The hole 38 is provided so as to penetrate the circuit board 130. The hole 38 is formed larger than the through hole 36. The holes 38 are provided at positions corresponding to the respective conductive paths 34. In the first conductive path 34A, the hole 38 is provided at a position avoiding the main body 42 and the first terminal 44A of the heat generating component 40. In the second conductive path 34B and the third conductive path 34C, the holes 38 are provided at positions avoiding the second terminal 44B and the third terminal 44C of the heat generating component 40, respectively. However, the hole 38 may be provided at a position where it overlaps with the main body 42, the terminal 44, and the like of the heat generating component 40. The cross-sectional shape of the hole 38 along the axial direction may be a circular shape, an elliptical shape, a square shape, or the like.

The metal member 80 is attached to the circuit board 130. The metal member 80 is fixed to the circuit board 130. Further, here, the metal member 80 is electrically connected to the conductive path 34. As the material of the metal member 80, for example, copper, copper alloy, aluminum, aluminum alloy, iron, stainless steel or the like may be adopted. The metal member 80 includes an insertion portion 82 and a protrusion 84.

The insertion portion 82 is inserted into the hole 38. The insertion portion 82 is formed smaller than the hole 38. The cross-sectional shape of the insertion portion 82 along the insertion direction may be a circular shape, an elliptical shape, a square shape, or the like. The cross-sectional shape of the insertion portion 82 may be the same as the cross-sectional shape of the hole 38, or may be a different shape. Here, the cross-sectional shapes of the insertion portion 82 and the hole 38 are both circular. The insertion portion 82 is connected to and fixed to the conductive path 34 via a joining material 90 described later.

The protruding portion 84 is connected to one end of the insertion portion 82. The protruding portion 84 protrudes from the hole 38 toward the heat radiating member 50 side. The cross-sectional shape of the protruding portion 84 along the insertion direction may be a circular shape, an elliptical shape, a square shape, or the like. The cross-sectional shape of the protruding portion 84 may be the same as or different from the cross-sectional shape of the insertion portion 82. Here, the cross-sectional shapes of the insertion portion 82 and the protrusion 84 are both circular.

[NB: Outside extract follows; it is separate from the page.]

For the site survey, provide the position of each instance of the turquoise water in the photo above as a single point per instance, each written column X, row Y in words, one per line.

Here, the protruding portion 84 is formed wider than the insertion portion 82. In particular, here, the protrusion 84 is formed larger than the hole 38. As a result, the metal member 80 is prevented from coming off from the hole 38, and the metal member 80 is positioned with respect to the circuit board 130 in the insertion direction. More specifically, when the metal member 80 is about to be inserted too much into the hole 38, the protrusion 84 is caught on the peripheral edge of the opening of the hole 38, so that further insertion is suppressed. Further, the metal member 80 is positioned with respect to the circuit board 30 along the insertion direction by inserting the protruding portion 84 to a position where it is caught on the peripheral edge of the opening of the hole 38. The metal member 80 in which the protruding portion 84 is formed wider than the insertion portion 82 may be referred to as a rivet. However, it is not necessary that the protruding portion 84 is formed wider than the insertion portion 82. For example, the metal member may be formed in a columnar shape having the same cross section continuously.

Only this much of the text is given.